/dsq

Commandline tool for running SQL queries against JSON, CSV, Excel, Parquet, and more.

Primary LanguageGoOtherNOASSERTION

Commandline tool for running SQL queries against JSON, CSV, Excel, Parquet, and more.

Stay in the loop

Since Github doesn't provide a great way for you to learn about new releases and features, don't just star the repo, join the mailing list.

About

This is a CLI companion to DataStation (a GUI) for running SQL queries against data files. So if you want the GUI version of this, check out DataStation.

Install

Binaries for amd64 (x86_64) are provided for each release.

macOS Homebrew

dsq is available on macOS Homebrew:

$ brew install dsq

Binaries on macOS, Linux, WSL

On macOS, Linux, and WSL you can run the following:

$ curl -LO "https://github.com/multiprocessio/dsq/releases/download/0.17.0/dsq-$(uname -s | awk '{ print tolower($0) }')-x64-0.17.0.zip"
$ unzip dsq-*-0.17.0.zip
$ sudo mv dsq /usr/local/bin/dsq

Or install manually from the releases page, unzip and add dsq to your $PATH.

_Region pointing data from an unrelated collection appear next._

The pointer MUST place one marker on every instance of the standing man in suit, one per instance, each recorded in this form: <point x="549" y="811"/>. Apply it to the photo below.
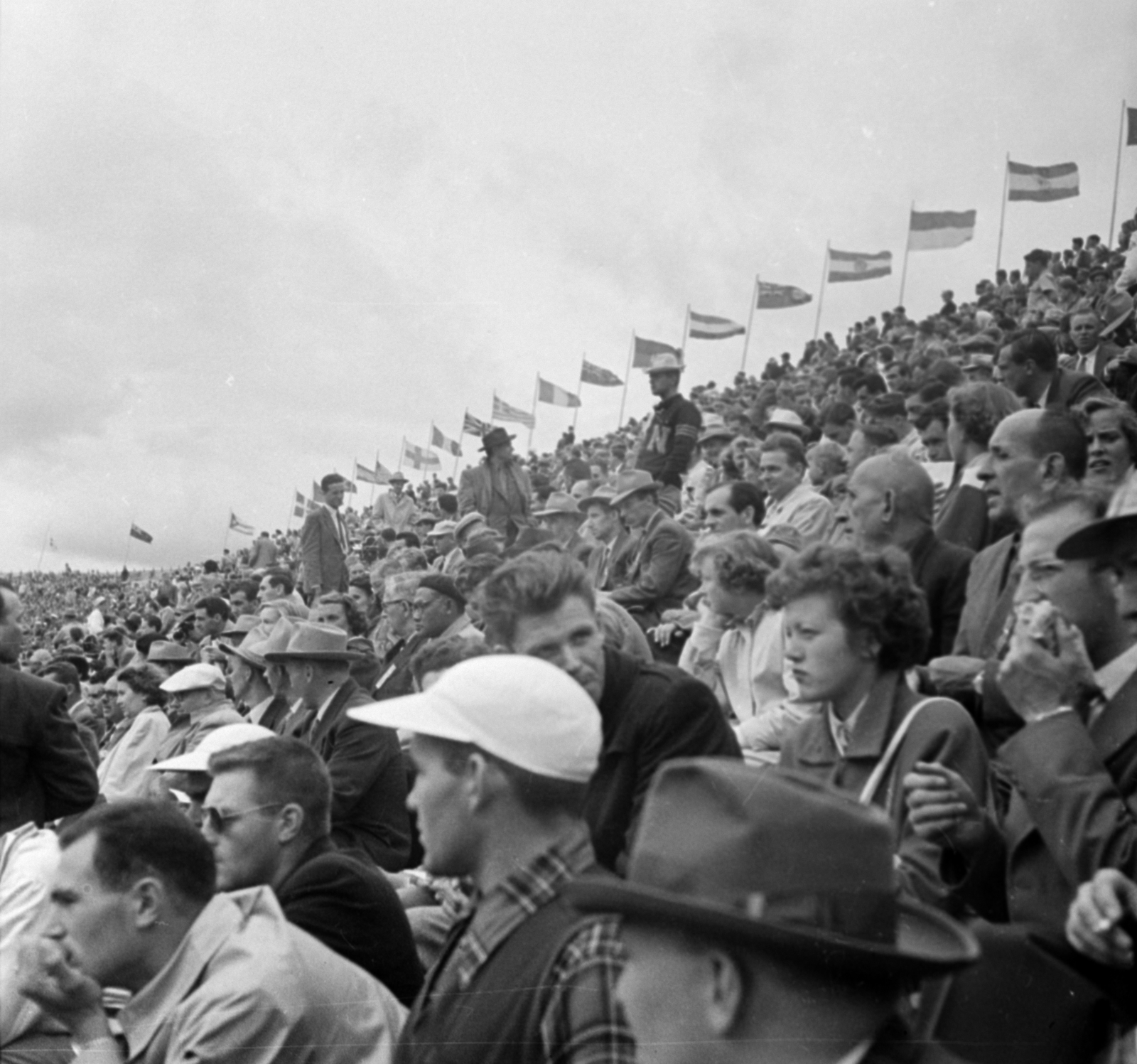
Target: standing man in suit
<point x="498" y="488"/>
<point x="369" y="778"/>
<point x="892" y="499"/>
<point x="659" y="576"/>
<point x="324" y="544"/>
<point x="45" y="772"/>
<point x="1029" y="366"/>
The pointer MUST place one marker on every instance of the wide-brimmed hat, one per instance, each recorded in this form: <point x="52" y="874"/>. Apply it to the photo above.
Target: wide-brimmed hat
<point x="316" y="643"/>
<point x="668" y="362"/>
<point x="1114" y="536"/>
<point x="631" y="481"/>
<point x="496" y="438"/>
<point x="560" y="504"/>
<point x="776" y="862"/>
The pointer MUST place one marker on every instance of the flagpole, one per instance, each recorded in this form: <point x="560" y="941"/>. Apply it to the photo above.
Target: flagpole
<point x="821" y="295"/>
<point x="750" y="323"/>
<point x="628" y="377"/>
<point x="907" y="244"/>
<point x="537" y="391"/>
<point x="1117" y="172"/>
<point x="1002" y="214"/>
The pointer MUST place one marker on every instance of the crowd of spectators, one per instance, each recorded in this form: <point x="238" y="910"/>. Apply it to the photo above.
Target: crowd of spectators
<point x="824" y="682"/>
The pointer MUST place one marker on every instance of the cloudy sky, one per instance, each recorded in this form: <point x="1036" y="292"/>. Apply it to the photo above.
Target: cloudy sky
<point x="244" y="244"/>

Binaries on Windows (not WSL)

Download the latest Windows release, unzip it, and add dsq to your $PATH.

Build and install from source

If you are on another platform or architecture or want to grab the latest release, you can do so with Go 1.18+:

$ go install github.com/multiprocessio/dsq@latest

dsq will likely work on other platforms that Go is ported to such as AARCH64 and OpenBSD, but tests and builds are only run against x86_64 Windows/Linux/macOS.

Usage

You can either pipe data to dsq or you can pass a file name to it. NOTE: piping data doesn't work on Windows.

If you are passing a file, it must have the usual extension for its content type.

For example:

$ dsq testdata.json "SELECT * FROM {} WHERE x > 10"

Or:

$ dsq testdata.ndjson "SELECT name, AVG(time) FROM {} GROUP BY name ORDER BY AVG(time) DESC"

Pretty print

By default dsq prints ugly JSON. This is the most efficient mode.

$ dsq testdata/userdata.parquet 'select count(*) from {}'
[{"count(*)":1000}
]

If you want prettier JSON you can pipe dsq to jq.

$ dsq testdata/userdata.parquet 'select count(*) from {}' | jq
[
  {
    "count(*)": 1000
  }
]

Or you can enable pretty printing with -p or --pretty in dsq which will display your results in an ASCII table.

$ dsq --pretty testdata/userdata.parquet 'select count(*) from {}'
+----------+
| count(*) |
+----------+
|     1000 |
+----------+

Piping data to dsq

When piping data to dsq you need to set the -s flag and specify the file extension or MIME type.

For example:

$ cat testdata.csv | dsq -s csv "SELECT * FROM {} LIMIT 1"

Or:

$ cat testdata.parquet | dsq -s parquet "SELECT COUNT(1) FROM {}"

Multiple files and joins

You can pass multiple files to DSQ. As long as they are supported data files in a valid format, you can run SQL against all files as tables. Each table can be accessed by the string {N} where N is the 0-based index of the file in the list of files passed on the commandline.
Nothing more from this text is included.